Analytical Sciences, Award- or Invited Lecture
Chemical Analysis by Mass Spectrometry in Space - Initial Results from the Comet Churyumov-Gerasimenko
Kathrin Altwegg1
1Space Research & Planetary Sciences, Physics Institute, University of Bern, CH-3012 Bern, and the ROSINA team
In situ mass spectrometry in space has its own challenges. Not only has the mass spectrometer to be lightweight and energy efficient, but it also has to withstand a broad temperature range, high vibration levels during launch and a wide variety of pressures. Autonomous operation over long times, immunity to cosmic rays and high compression of data are other prerequisites for successful instruments on board spacecraft.
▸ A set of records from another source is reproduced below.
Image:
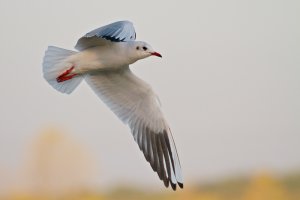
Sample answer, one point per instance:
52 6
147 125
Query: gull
103 60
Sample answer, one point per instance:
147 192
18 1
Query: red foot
66 75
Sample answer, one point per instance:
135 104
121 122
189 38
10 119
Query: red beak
156 54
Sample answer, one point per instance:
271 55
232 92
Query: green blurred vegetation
260 187
58 167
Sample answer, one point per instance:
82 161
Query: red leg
66 75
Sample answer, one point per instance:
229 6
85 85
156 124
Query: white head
140 50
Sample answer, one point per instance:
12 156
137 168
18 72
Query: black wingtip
180 185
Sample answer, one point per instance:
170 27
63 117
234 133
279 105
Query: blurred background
228 82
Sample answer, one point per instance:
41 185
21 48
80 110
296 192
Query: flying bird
103 60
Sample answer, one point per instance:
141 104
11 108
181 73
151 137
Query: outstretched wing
134 102
121 31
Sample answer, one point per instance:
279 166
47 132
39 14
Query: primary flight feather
103 60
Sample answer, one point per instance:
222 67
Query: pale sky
229 83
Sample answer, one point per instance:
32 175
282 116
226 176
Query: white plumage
103 61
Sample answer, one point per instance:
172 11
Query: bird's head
143 50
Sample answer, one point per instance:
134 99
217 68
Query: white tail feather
54 64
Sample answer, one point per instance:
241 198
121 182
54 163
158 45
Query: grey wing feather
134 102
121 31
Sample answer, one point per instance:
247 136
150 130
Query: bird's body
103 62
102 58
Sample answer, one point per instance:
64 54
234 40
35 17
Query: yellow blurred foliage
59 168
264 187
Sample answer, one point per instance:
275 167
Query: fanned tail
57 70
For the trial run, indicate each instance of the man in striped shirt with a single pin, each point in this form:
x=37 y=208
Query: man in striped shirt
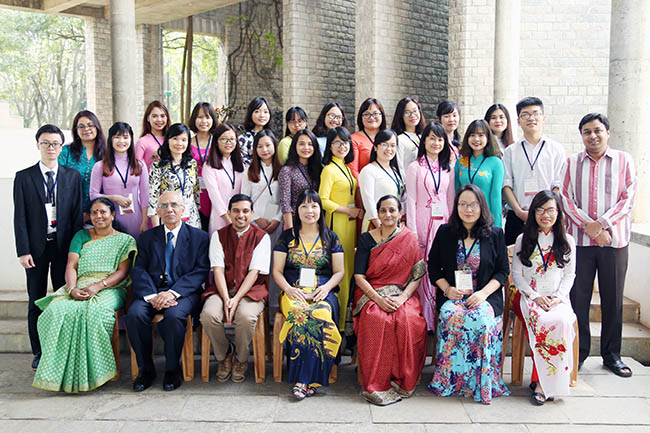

The probably most advanced instrument currently flying aboard a spacecraft is the ROSINA (Rosetta Sensor for Ion and Neutral Analysis) instrument on board the ESA Rosetta spacecraft encountering comet 67P/Churyumov-Gerasimenko. Rosetta is following the comet from almost 4 AU through its perihelion at 1.3 AU and out again for more than 1 ½ years. The closest distances of just a few kilometers to the comet will be reached during the delivery of the lander Philae in November. Rosetta will, at the time of the SCG fall meeting, be less than 30 km from the cometary surface, but still outside of 3 AU from the Sun. The cometary atmosphere consists mostly of water and CO/CO2. However, it is known that comets have quite a diversified organic part in their coma, both as volatiles and as dust. Furthermore, isotopic ratios in water and other molecules can give very strong indications on the formation process of cometary, and therefore solar system material.

In this talk I will give a short overview on mass spectrometry in space and present the ROSINA instruments, the challenges, and the results so far.